I’m using both eth0 and wlan0 on the 3B+. Both work. And I’m seeing occasional journalctl messages reporting errors on each of them occasionally, at which time the network connections die. So there seem to several issues going on at the same time: no idea if they’re related.

I’m updating TW on another microSD to see if it is more stable. (I’d be surprised, but worth a try.).

I run Raspbian on that Pi-3B+ / SSD-USB3, to check it out, and it runs fine — for long periods. So I don’t think it’s Pi-3B+ hardware (which I at one point thought it might be).

Hope you’re staying warm. Polar vortex visiting us (again) tonight … only -5 or so this time.

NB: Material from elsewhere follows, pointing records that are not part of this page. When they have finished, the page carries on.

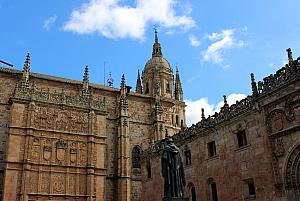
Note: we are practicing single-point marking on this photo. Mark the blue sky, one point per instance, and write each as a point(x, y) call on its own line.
point(216, 44)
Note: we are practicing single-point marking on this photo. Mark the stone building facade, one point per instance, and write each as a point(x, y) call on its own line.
point(247, 151)
point(73, 140)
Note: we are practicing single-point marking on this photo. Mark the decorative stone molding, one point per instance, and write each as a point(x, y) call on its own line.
point(32, 93)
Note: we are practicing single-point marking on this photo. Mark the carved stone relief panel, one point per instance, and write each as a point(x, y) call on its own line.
point(35, 149)
point(32, 182)
point(61, 150)
point(83, 153)
point(82, 184)
point(72, 183)
point(45, 182)
point(47, 149)
point(73, 152)
point(58, 183)
point(60, 119)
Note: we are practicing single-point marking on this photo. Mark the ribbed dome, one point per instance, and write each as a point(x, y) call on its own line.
point(158, 62)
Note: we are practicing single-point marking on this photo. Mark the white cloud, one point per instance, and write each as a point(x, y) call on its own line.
point(222, 41)
point(112, 19)
point(193, 109)
point(48, 23)
point(194, 41)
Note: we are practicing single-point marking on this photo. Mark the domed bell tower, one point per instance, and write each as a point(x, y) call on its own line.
point(157, 76)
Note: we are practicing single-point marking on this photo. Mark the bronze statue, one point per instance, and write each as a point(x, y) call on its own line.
point(172, 171)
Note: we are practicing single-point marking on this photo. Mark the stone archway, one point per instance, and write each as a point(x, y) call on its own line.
point(292, 175)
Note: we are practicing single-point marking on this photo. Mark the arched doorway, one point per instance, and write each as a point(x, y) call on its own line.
point(192, 192)
point(292, 175)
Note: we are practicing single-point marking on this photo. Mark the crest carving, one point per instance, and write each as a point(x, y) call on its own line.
point(275, 120)
point(61, 147)
point(35, 149)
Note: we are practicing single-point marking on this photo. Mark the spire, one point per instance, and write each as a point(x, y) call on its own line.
point(156, 46)
point(26, 68)
point(290, 55)
point(178, 87)
point(110, 80)
point(254, 86)
point(86, 80)
point(202, 114)
point(138, 87)
point(225, 102)
point(123, 87)
point(156, 37)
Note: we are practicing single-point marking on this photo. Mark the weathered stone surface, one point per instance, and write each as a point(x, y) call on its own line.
point(269, 159)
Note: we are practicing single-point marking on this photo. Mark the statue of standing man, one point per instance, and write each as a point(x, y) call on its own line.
point(172, 171)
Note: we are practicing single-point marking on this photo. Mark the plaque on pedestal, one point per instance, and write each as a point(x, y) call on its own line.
point(175, 199)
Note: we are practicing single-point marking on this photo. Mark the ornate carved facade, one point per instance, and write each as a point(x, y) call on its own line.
point(247, 151)
point(70, 140)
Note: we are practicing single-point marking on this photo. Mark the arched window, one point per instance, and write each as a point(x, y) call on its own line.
point(214, 192)
point(136, 157)
point(177, 120)
point(149, 172)
point(147, 88)
point(168, 87)
point(188, 156)
point(193, 193)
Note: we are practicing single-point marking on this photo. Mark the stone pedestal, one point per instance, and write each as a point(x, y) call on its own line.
point(175, 199)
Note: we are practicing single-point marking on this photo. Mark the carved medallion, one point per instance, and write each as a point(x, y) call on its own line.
point(61, 147)
point(47, 152)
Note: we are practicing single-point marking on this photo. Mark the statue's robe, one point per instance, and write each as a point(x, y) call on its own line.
point(172, 171)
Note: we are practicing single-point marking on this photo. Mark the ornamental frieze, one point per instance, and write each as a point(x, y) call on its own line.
point(60, 119)
point(33, 93)
point(275, 120)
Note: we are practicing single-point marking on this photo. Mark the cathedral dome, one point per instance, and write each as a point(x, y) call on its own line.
point(157, 62)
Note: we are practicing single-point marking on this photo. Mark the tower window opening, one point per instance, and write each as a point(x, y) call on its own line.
point(136, 158)
point(214, 191)
point(212, 149)
point(242, 139)
point(149, 173)
point(193, 192)
point(188, 156)
point(168, 87)
point(177, 120)
point(147, 88)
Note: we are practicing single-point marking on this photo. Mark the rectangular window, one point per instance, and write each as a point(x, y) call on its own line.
point(241, 137)
point(188, 157)
point(177, 120)
point(211, 149)
point(251, 189)
point(149, 173)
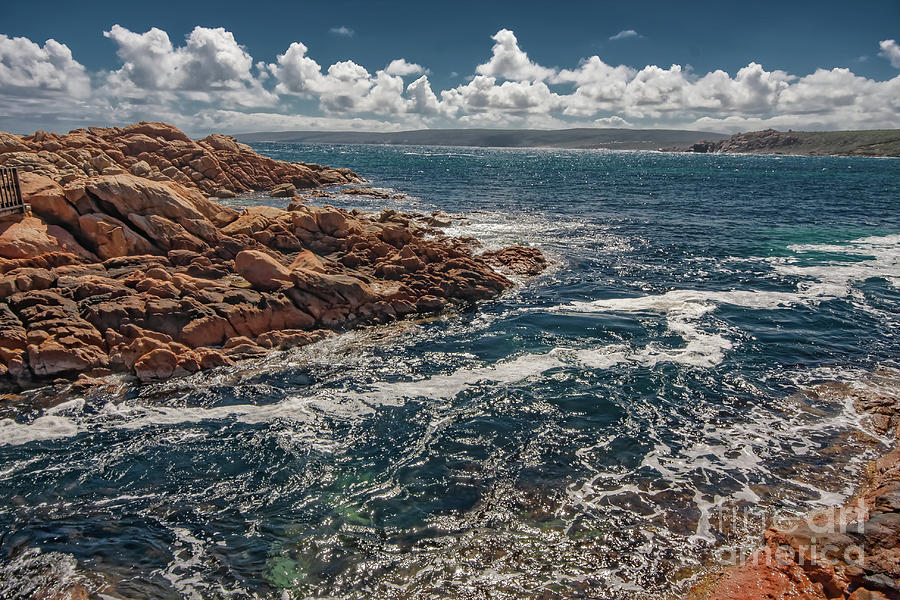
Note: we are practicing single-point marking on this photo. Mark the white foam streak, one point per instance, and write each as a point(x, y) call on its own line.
point(47, 427)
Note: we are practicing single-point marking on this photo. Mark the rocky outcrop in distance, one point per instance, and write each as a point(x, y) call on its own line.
point(812, 143)
point(126, 264)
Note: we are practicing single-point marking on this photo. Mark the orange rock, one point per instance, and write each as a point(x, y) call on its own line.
point(30, 237)
point(156, 364)
point(261, 270)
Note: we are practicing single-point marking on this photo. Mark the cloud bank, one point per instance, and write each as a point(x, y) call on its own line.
point(211, 82)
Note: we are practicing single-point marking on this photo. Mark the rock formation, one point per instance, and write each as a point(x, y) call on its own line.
point(852, 553)
point(127, 265)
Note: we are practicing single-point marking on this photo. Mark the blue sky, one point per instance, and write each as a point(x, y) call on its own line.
point(808, 65)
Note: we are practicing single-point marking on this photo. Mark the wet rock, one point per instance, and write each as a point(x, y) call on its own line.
point(284, 190)
point(518, 260)
point(156, 364)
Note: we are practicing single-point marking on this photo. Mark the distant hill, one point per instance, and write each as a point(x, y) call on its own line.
point(875, 142)
point(618, 139)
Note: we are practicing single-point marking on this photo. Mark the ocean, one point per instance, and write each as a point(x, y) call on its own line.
point(609, 429)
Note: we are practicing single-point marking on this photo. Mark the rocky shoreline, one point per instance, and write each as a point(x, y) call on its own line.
point(880, 143)
point(126, 264)
point(848, 553)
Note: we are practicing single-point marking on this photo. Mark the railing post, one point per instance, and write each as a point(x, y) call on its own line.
point(11, 200)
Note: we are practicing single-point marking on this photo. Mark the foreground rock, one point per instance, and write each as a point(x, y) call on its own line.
point(852, 553)
point(216, 165)
point(120, 271)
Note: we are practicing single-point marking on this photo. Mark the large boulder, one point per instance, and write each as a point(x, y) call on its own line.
point(261, 270)
point(112, 238)
point(47, 199)
point(31, 237)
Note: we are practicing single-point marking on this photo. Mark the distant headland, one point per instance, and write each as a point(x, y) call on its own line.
point(880, 142)
point(585, 138)
point(875, 142)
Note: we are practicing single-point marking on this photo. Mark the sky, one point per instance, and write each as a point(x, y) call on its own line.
point(397, 65)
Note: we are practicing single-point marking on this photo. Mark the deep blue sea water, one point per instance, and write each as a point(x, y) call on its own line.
point(580, 436)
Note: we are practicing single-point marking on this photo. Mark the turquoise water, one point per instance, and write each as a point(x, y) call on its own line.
point(581, 436)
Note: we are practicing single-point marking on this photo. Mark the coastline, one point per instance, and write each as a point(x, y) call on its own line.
point(848, 552)
point(125, 264)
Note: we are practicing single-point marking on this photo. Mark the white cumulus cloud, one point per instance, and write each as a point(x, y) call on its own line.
point(625, 34)
point(401, 67)
point(891, 51)
point(29, 69)
point(511, 62)
point(344, 31)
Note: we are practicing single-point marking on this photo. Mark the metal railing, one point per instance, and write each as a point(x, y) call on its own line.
point(10, 192)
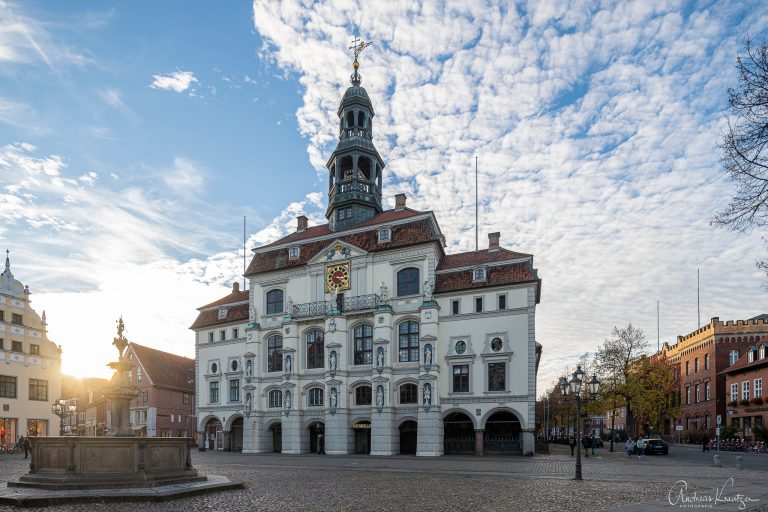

Good thing we’re OK with cold weather. :slight_smile:

This isn’t a critical issue: I’ve got lots of other things to work on, and I’m happy to just wait a while until it’s fixed in some subsequent update. Or maybe TW will be more stable.

But if you see any solutions, I’d be happy to try them.

David

Never mind … this turned out to be (I think) an intermittent hardware problem on one of my 3B+'s. That particular 3B+ ran Raspbian perfectly well for long periods of time. But running Leap, any number of odd things popped up to hang the system. Swapped things around and it seemed to go with the Leap disk, not the RPi-3B+.

But over the last couple of days, I tried to do fresh installs of various openSUSE distributions on that particular RPi-3B+, and they all failed in various ways. Finally did a fresh install of TW on a different RPi-3B+ and it worked just fine. Connected my old Leap 15 drive and booted on that second RPi-3B+: no problems. Ran it for a while: no problems doing the things that crashed the first RPi-3B+. Looking at journalctl, the dwc2 error reports no longer appear on this second RPi-3B+.

My guess is that the USB port on that first RPi-3B+ is picking up noise and causing corrupted data and extraneous interrupts. No explanation for why Raspbian was working but Leap wasn’t, but in my latest tests, Raspbian started hanging the same way.

I hate to throw away a $35 computer, but considering the number of days I’ve put into finding this – wish I’d done it a week ago.